Tuesday, September 27, 2005

Greenspan: Don't blame Me

In Greenspan's speech today to the National Association for Business Economics Annual Meeting in Chicago he basically was covering his rear.

By the late 1990s, it appeared to us that very aggressive action would have been required to counteract the euphoria that developed in the wake of extraordinary gains in productivity growth spawned by technological change. In short, we would have needed to risk precipitating a significant recession, with unknown consequences. The alternative was to wait for the eventual exhaustion of the forces of boom. We concluded that the latter course was by far the safer. Whether that judgment continues to hold up through time has yet to be determined. .....

Relying on policymakers to perceive when speculative asset bubbles have developed and then to implement timely policies to address successfully these misalignments in asset prices is simply not realistic.

Perhaps. But much more importantly, your policy of lowering short term interest rates to such ridiculous low levels ( 1%), for such a long period of time, was a very significant factor in the 'speculative asset bubble' ( aka housing bubble) that we now face.

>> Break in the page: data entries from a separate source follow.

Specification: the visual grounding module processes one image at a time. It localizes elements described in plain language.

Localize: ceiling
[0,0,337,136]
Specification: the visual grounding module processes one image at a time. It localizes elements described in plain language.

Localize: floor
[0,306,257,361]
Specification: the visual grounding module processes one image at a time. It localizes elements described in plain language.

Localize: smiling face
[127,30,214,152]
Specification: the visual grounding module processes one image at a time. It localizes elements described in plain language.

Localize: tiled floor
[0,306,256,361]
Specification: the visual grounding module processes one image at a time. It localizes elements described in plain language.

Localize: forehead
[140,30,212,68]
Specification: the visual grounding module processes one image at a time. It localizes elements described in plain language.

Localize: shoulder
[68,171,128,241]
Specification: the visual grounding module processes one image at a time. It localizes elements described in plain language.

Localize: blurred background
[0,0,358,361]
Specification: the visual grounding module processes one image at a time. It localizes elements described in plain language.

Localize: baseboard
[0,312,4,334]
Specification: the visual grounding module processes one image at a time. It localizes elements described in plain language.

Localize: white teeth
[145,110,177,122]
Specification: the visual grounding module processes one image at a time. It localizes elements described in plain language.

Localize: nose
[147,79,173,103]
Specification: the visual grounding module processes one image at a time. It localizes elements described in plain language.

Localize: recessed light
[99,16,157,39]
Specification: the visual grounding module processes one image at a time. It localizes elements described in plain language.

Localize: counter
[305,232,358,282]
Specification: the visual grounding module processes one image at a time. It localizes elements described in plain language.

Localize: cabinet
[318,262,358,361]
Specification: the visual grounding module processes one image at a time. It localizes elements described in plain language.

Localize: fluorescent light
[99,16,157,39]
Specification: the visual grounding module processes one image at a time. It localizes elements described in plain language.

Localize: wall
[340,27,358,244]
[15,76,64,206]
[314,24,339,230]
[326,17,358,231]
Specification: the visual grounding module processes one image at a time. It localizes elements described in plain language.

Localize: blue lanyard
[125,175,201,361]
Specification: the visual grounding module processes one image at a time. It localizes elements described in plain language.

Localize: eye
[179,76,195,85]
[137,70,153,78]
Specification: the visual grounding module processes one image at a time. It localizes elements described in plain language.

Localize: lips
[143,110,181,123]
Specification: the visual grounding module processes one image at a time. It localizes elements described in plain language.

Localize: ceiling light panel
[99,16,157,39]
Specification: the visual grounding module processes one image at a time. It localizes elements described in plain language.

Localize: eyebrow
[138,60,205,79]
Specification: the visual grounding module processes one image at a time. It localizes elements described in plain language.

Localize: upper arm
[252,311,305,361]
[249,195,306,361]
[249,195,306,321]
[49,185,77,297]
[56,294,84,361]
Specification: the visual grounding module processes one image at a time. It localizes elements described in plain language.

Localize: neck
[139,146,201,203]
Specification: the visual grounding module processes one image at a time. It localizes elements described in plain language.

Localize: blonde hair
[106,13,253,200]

Greenspan you are not off the hook.


  1. Sounds like he is acknowledging recognition of the bubble prior to having publically admitted to a bubble.

  2. And he used the word "bubble" in reference to the housing market. He's never done that before.

    Cole @ The Boy in the Big Housing Bubble

  3. astute comments marinite and skytrekker.

    Greenspan needs to be held accountable for his policies. He should not be allowed to get off the hook just because he knows 'Greenspeak'

  4. Cole,

    Yes he sort of did. He never used the term 'housing bubble.' Rather he used the term 'asset bubble'

  5. astute comments marinite and skytrekker

    For my part, no, just a reasonable memory of what people say.